Though hemolytic uremic syndrome is a serious condition, getting timely and appropriate treatment leads to a full recovery for most people — especially young children.

Hemophilia is a rare disorder in which your blood doesn't clot normally because it lacks sufficient blood-clotting proteins (clotting factors). If you have hemophilia, you may bleed for a longer time after an injury than you would if your blood clotted normally.

Small cuts usually aren't much of a problem. The greater health concern is deep bleeding inside your body, especially in your knees, ankles and elbows. That internal bleeding can damage your organs and tissues, and may be life-threatening.

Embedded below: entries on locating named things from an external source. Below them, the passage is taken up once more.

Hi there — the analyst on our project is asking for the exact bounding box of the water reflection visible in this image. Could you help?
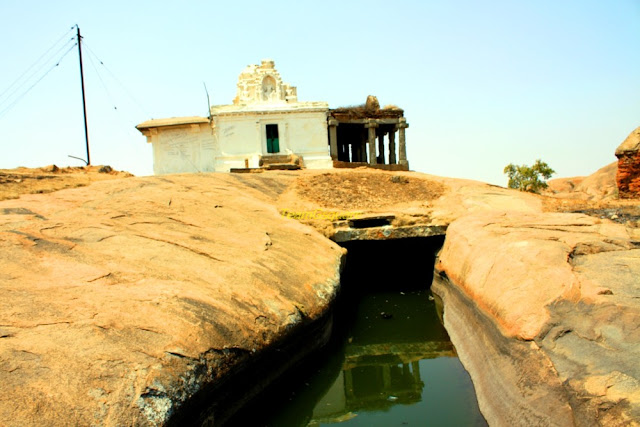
[238,290,486,426]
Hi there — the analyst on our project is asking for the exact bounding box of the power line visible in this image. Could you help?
[0,27,74,104]
[0,43,77,118]
[83,41,149,116]
[84,42,118,110]
[0,38,76,110]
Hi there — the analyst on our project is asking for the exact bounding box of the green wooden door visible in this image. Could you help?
[267,125,280,153]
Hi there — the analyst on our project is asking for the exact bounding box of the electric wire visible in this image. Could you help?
[85,43,118,110]
[0,43,77,119]
[83,41,150,116]
[0,27,75,103]
[0,38,77,110]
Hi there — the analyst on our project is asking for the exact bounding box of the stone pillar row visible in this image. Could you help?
[328,117,409,165]
[396,117,409,165]
[328,119,338,160]
[364,120,378,165]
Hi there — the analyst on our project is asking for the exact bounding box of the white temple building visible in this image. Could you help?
[136,59,409,175]
[136,60,333,175]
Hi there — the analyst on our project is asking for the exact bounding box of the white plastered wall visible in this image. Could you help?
[214,111,333,172]
[145,123,220,175]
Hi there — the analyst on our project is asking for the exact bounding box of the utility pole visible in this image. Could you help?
[76,25,91,166]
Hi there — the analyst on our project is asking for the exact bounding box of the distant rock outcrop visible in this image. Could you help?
[542,162,618,201]
[616,127,640,199]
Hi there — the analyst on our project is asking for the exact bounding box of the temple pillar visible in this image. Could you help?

Hemophilia is an inherited (genetic) disorder. There's no cure yet. But with proper treatment and self-care, most people with hemophilia can maintain an active, productive lifestyle.

Hemorrhoids (HEM-uh-roids), also called piles, are swollen and inflamed veins in your anus and lower rectum. Hemorrhoids may result from straining during bowel movements or from the increased pressure on these veins during pregnancy, among other causes. Hemorrhoids may be located inside the rectum (internal hemorrhoids), or they may develop under the skin around the anus (external hemorrhoids).

Hemorrhoids are common ailments. By age 50, about half of adults have had to deal with the itching, discomfort and bleeding that can signal the presence of hemorrhoids.

Fortunately, many effective options are available to treat hemorrhoids. Most people can get relief from symptoms by using home treatments and making lifestyle changes.

Henoch-Schonlein purpura (HEN-awk SHURN-line PUR-pu-ruh) is a disorder that causes inflammation and bleeding in the small blood vessels in your skin, joints, intestines and kidneys.

The most striking feature of Henoch-Schonlein purura is a purplish rash, typically on the lower legs and buttocks. Henoch-Schonlein purpura can also cause abdominal pain and aching joints. Rarely serious kidney damage can occur.

Although Henoch-Schonlein purpura can affect anyone, it's most common in children between the ages of 2 and 6. Henoch-Schonlein purpura usually improves on its own. Medical care is generally needed if the disorder affects the kidneys.